Apollo 18

I will probably see this movie, even though I have some nagging questions about the idea of this as a "found" film.

My main question is, since this was mankind's last mission to the moon, and if the film footage was left behind, who found it?

If the incidents that occured were transmitted to earth, recorded, and this particular mission was a secret, why was it left laying around to be found?

Regardless who had found the "footage" or where, how is it being allowed to be distributed in this manner?

This "found footage" premise is pretty weak, even for a science fiction film.
 
I don't plan to see this, I'm just too well versed in Apollo to enjoy
the concept and would likely be thinking BS every two seconds to enjoy it at all. LOL Plus that era of astronauts are heroes for me, so even watching fictional ones become mince meat wouldn't be fun.
I'd rather have a film about an actual Apollo mission. Boring for most I know.

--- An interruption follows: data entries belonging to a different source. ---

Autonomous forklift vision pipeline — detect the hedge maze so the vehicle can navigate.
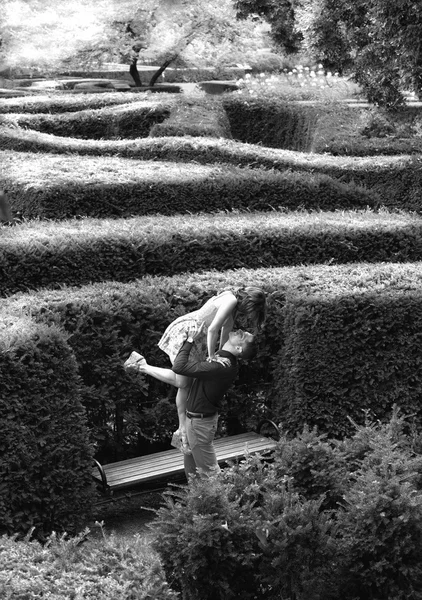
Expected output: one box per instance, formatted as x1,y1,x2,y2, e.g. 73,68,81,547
0,92,422,530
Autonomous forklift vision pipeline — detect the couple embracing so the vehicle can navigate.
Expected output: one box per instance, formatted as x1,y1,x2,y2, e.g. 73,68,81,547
125,287,266,479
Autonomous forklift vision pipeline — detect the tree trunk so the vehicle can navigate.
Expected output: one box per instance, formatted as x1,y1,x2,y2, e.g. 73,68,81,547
149,56,177,87
129,58,142,87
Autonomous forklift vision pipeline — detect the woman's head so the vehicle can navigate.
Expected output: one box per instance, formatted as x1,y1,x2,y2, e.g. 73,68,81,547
236,286,267,329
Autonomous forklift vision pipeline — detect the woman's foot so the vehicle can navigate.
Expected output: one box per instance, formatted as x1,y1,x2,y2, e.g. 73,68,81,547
136,354,148,373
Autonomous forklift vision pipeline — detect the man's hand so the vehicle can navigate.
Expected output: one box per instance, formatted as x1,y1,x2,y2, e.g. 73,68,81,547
187,323,204,341
207,355,232,367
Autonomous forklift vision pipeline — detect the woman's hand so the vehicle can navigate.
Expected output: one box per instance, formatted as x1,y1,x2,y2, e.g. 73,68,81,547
187,323,204,341
207,354,232,367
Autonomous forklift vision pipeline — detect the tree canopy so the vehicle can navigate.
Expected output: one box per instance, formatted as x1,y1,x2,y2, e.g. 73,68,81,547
236,0,422,108
0,0,268,85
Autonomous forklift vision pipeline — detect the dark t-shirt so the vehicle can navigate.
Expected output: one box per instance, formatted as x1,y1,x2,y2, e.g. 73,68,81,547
172,342,238,414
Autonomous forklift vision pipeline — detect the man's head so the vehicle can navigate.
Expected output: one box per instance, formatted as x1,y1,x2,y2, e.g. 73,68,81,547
224,329,256,360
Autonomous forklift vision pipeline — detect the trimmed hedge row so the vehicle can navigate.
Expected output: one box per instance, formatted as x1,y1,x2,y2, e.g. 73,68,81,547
0,127,422,212
223,95,422,156
2,262,422,460
0,92,158,114
149,100,232,138
310,103,422,156
4,211,422,296
273,262,422,437
0,151,376,219
0,100,172,139
223,95,320,152
0,311,93,538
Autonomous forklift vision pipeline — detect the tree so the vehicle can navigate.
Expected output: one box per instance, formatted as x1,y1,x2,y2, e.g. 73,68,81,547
235,0,303,54
305,0,422,109
0,0,268,86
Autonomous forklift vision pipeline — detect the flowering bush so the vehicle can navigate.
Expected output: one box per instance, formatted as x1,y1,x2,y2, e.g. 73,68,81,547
237,65,358,100
0,530,177,600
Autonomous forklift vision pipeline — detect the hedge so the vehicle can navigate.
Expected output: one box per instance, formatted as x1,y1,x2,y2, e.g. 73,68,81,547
0,311,93,539
2,262,422,460
310,103,422,156
0,126,422,212
0,151,376,219
273,262,422,437
151,415,422,600
1,269,286,461
149,99,232,138
223,95,422,156
223,95,320,152
0,92,159,114
0,100,172,139
0,211,422,296
0,534,177,600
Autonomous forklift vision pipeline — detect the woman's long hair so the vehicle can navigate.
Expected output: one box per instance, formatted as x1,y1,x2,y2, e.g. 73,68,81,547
234,286,267,330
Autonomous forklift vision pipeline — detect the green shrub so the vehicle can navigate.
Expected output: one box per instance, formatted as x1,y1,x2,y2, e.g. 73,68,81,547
0,92,153,114
0,317,93,538
274,263,422,437
1,100,171,139
2,269,280,461
4,210,422,296
0,532,177,600
151,411,422,600
339,410,422,600
223,95,319,152
0,151,377,219
149,100,231,138
310,104,422,156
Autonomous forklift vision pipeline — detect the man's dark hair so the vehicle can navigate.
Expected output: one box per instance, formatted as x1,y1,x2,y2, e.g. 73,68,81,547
240,339,258,360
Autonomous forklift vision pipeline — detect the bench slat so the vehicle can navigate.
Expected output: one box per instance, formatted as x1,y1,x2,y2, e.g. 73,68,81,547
93,432,276,490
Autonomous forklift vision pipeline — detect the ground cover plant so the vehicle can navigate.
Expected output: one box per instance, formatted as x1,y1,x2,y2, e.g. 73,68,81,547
0,64,422,600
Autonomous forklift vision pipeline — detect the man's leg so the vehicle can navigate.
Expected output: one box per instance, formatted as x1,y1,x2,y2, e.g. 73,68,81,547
184,415,220,479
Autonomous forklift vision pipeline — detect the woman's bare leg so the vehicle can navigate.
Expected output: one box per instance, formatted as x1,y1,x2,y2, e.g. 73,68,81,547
135,358,191,453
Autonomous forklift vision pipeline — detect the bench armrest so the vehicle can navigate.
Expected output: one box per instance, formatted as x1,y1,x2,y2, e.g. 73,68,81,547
93,458,108,492
256,419,281,441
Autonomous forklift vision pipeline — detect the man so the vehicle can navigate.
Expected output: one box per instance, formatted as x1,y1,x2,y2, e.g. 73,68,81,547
0,190,12,223
126,328,256,479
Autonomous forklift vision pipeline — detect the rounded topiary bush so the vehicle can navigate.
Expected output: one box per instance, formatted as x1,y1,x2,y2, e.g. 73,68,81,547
0,318,93,539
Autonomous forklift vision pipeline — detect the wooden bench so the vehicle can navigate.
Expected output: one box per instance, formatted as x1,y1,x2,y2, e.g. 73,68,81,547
92,419,280,499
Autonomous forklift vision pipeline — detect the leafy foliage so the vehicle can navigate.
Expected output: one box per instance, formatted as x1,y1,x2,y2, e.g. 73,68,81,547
0,317,93,539
0,530,177,600
151,411,422,600
309,0,422,110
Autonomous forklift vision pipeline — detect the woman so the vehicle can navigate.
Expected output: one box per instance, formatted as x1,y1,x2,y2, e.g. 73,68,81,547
127,286,266,452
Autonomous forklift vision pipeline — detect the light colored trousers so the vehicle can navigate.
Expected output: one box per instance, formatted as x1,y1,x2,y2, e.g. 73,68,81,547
184,414,220,481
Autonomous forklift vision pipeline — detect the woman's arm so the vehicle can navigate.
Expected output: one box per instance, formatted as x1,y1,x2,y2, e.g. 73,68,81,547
207,294,237,358
218,313,234,350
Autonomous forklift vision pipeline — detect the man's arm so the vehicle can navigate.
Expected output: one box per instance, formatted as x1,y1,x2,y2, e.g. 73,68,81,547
172,338,234,380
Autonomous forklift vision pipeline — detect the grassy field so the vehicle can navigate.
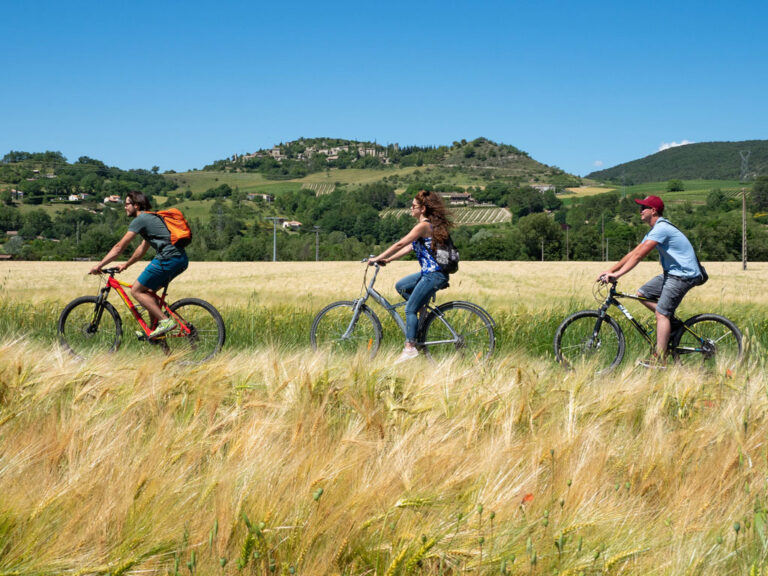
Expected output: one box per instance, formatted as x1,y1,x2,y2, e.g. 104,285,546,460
380,206,512,226
0,262,768,576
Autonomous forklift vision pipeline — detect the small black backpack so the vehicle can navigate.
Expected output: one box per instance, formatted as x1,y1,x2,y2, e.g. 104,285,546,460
432,235,459,274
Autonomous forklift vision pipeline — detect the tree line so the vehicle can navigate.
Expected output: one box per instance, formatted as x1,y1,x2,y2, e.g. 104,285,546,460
0,177,768,261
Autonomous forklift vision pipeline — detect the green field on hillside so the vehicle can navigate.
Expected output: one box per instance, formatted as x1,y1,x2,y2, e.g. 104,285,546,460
559,180,752,205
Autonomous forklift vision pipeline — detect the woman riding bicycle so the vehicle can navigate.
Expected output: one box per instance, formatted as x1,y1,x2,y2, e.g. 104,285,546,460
368,190,453,363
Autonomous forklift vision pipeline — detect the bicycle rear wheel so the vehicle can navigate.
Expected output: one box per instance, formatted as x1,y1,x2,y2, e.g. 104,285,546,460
58,296,123,358
670,314,743,370
309,301,382,358
160,298,226,364
420,302,496,362
555,310,624,374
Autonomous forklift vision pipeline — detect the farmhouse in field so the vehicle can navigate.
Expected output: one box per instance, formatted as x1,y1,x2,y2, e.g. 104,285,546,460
440,192,477,206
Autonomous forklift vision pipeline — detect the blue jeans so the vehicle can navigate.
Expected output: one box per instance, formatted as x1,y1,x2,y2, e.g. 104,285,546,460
395,271,448,344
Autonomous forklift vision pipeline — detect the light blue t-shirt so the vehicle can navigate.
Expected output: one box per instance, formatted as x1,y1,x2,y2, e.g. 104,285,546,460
643,218,701,278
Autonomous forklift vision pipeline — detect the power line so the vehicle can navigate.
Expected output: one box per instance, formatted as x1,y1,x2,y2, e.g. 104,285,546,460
739,150,752,270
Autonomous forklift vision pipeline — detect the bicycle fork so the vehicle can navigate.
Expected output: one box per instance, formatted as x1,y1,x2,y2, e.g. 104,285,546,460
88,286,109,334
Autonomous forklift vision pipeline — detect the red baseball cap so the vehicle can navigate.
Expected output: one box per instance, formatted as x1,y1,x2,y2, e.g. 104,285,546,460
635,196,664,214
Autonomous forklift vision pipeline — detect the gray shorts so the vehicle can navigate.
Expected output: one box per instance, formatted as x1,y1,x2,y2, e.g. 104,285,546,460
637,273,700,318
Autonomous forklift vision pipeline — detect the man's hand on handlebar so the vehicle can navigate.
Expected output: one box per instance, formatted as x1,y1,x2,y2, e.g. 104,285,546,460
363,256,387,266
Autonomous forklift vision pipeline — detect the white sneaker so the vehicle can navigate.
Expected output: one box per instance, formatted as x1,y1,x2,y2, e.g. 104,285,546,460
395,348,419,364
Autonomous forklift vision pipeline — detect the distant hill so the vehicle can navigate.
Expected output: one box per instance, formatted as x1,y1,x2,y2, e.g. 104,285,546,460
586,140,768,186
203,138,579,187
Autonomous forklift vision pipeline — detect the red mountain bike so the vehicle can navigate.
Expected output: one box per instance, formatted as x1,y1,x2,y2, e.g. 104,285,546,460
58,268,225,363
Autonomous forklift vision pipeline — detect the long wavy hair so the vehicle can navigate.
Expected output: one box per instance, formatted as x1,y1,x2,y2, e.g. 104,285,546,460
415,190,453,246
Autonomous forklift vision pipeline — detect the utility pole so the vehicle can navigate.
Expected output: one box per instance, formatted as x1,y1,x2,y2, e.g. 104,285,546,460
739,150,751,270
600,212,606,261
264,216,282,262
312,226,320,262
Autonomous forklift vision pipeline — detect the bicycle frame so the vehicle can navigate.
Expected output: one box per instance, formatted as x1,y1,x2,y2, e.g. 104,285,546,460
598,283,656,346
93,268,191,336
341,264,468,345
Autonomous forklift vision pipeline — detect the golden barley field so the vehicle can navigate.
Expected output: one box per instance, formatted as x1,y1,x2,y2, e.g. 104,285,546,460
0,262,768,576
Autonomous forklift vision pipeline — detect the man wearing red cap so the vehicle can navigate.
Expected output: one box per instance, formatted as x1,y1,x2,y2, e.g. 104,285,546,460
598,196,703,362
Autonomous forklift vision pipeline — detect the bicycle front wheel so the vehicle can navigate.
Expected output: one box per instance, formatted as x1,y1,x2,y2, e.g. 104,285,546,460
555,310,624,374
58,296,123,358
670,314,743,370
421,302,496,362
164,298,226,364
309,301,382,358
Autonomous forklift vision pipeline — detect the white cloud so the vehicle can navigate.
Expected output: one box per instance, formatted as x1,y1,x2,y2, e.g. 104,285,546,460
658,140,693,152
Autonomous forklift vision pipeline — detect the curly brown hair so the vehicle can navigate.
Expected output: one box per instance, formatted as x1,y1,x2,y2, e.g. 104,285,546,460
415,190,453,246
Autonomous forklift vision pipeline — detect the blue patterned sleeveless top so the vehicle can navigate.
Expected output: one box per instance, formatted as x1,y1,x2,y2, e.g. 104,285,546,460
411,238,440,276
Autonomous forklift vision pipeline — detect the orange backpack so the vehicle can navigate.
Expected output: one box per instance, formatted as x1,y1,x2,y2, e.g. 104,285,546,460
150,208,192,248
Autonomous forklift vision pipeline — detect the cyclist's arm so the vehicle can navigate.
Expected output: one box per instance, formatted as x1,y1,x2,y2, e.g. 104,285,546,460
118,240,149,272
598,240,658,280
369,222,429,264
383,244,413,264
89,230,136,274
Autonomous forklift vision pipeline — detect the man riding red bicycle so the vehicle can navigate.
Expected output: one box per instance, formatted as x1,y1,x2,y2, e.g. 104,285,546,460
89,190,189,339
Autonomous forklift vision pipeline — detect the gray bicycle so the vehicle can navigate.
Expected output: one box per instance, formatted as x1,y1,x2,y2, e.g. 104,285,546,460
309,258,496,362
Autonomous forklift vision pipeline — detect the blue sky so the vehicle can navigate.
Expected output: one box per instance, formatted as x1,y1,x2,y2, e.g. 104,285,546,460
0,0,768,176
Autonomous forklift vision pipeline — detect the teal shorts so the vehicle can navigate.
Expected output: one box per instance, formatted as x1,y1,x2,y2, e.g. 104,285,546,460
137,253,189,291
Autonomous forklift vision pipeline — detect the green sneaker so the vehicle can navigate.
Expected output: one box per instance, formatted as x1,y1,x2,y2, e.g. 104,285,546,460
147,318,177,340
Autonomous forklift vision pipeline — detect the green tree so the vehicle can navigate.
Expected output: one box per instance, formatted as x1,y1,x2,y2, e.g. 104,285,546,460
752,176,768,212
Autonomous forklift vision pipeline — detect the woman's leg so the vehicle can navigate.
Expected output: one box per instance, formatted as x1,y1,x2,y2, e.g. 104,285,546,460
405,272,448,345
395,272,421,300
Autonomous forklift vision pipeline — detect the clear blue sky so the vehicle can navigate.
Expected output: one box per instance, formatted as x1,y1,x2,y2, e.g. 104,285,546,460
0,0,768,176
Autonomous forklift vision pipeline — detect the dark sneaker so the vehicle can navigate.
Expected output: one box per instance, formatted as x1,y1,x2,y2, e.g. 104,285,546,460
637,354,667,370
147,318,177,340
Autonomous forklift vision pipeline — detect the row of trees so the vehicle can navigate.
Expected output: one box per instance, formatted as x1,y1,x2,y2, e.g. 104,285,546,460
0,179,768,260
0,151,177,205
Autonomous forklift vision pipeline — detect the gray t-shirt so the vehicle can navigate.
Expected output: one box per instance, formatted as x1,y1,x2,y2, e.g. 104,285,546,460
128,212,183,260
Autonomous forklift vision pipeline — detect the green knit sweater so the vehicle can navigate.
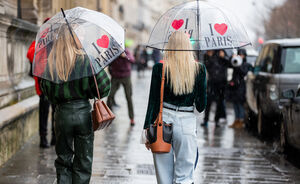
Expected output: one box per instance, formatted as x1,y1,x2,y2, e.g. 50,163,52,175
144,63,206,129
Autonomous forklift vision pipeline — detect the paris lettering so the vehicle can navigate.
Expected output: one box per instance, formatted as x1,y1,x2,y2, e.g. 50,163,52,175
204,23,233,48
92,43,121,68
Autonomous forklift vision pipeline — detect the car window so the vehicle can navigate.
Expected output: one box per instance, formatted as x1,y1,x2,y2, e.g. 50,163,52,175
282,47,300,73
247,56,256,66
261,45,277,73
255,45,270,66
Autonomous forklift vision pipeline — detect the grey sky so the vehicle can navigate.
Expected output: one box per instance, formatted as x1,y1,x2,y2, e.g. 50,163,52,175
207,0,285,42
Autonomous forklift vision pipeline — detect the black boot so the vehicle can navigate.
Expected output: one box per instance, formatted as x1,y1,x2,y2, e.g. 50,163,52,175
40,136,50,148
50,136,56,146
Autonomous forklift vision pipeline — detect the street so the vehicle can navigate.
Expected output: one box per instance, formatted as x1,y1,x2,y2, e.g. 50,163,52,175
0,70,300,184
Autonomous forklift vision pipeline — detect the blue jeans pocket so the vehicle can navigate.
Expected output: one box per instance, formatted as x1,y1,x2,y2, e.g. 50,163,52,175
179,114,197,136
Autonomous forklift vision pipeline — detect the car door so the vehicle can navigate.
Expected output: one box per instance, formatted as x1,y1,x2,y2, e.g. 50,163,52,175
246,45,269,114
289,86,300,149
254,44,276,115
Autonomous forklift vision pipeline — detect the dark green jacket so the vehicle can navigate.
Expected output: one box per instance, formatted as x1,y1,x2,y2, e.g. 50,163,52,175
40,56,110,104
144,63,206,129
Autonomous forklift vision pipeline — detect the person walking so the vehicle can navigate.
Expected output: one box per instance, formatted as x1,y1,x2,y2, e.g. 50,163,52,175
134,45,146,77
229,49,251,128
152,49,161,64
40,25,110,184
201,50,228,127
107,49,135,126
144,31,206,184
27,18,56,148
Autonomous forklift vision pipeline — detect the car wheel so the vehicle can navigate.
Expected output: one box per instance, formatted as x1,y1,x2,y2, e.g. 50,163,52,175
257,107,267,137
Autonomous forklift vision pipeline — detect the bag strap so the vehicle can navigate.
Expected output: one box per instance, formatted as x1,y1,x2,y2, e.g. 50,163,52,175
157,63,165,122
89,60,101,100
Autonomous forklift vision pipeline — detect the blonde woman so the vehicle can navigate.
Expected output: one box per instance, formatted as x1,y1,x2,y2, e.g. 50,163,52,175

I want all their mock ups though!

Give me the LEM.
 
I've never enjoyed horror films or scary suspense genre movies, because I'm a big scaredy cat, but I am itching to see this one and I'll tell you why.

I may someday swim in the ocean, or fall off a boat. I may someday want to rent a cabin in secluded wooded area by a lake, or my car could break down in such a place. I may rent an apartment in a rundown building, or somehow survive a horrible apocalyptic catastrophe, but I can be fairly confident at this stage in my life that I will NEVER have to go to the moon.
 
My dad was born in 1935 and lived his entire life without seeing the Red Sox win a World Series. But they finally did it. So I'm confident I'm not going to make it, but my son is going to take my picture with him when he sees the surface of the moon from the inside of a spacesuit.
 
I'm looking forward to it just for the fact that it looks like they put some effort into making it all look right. Though i think it would be kind of neat if it turned out not to be found footage but shown through the eyes of a controller on earth watching it on a screen in first person as it happened. still I have to see it as the Apollo program was the last real big challenge Nasa had.
 
How can they explain a Saturn V launch not being noticed??? LOL

Doh, there I go. Stop it, stop it, stop it.
 
I can see in 1973, where there's no Internet, Twitter, or YouTube, that the government pulls some PR stunt on the Cape at the same time they launch Apollo 18 from Vandenberg. Norad and the media are in on it (pre-Watergate) and when the Russians make a stir about the launch, they just deny everything and everyone goes back to The Mary Tyler Moore Show.

Can solve all this with three lines of dialogue... although I admit based on the trailers I may be giving the flick too much credit. :lol
 
Quite like the look of it. Docu-style is the only way to go for a 70s moon landing story, so the found footage thing is a total plus here.
 
Actually, there's been several more than that.

Blair Witch
Paranormal Activity
Paranormal Activity 2
Cloverfield
Diary of the Dead
The Last Exorcism
Quarantine
The Ritual
Alien Abduction: Incident in Lake County

And a few more foreign films.

The Blair Witch is probably the only one that was marketed well enough and covered up enough to make people think that it might actually be real. That was probably what made it the most fun and original of all them.

Good list but you left out one of the first shakey cam/real event films. On paper Blair Witch is considered the pioneer of it, but "The Last Broadcast" is what Blair Witch loosely got the idea from.

Plus Ill add to the mix [REC] & [REC]2, Cannibal Holocaust
 
How can they explain a Saturn V launch not being noticed??? LOL

Doh, there I go. Stop it, stop it, stop it.

Well figure people aren't allowed within about 3 miles of the launchpad anyway. If they close off the media/VIP watching box and the beach that the public comes to watch it; and then do it in the middle of the night, it might be possible for it to be far enough away that you can pass it off as a Titan carrying up a satallite or something.
 
Well, it only has a 5 mil budget. MOON did 10 mil in 23 weeks on 250 screens, and that was pretty art-house for what it was. This looks like one of those "My first choice was sold out, what else is playing?" things. And I'm with Cessna; give me the LEM!
 
I want the soviet lander and spacesuit. With a 5 million budget it should be easy to make that back.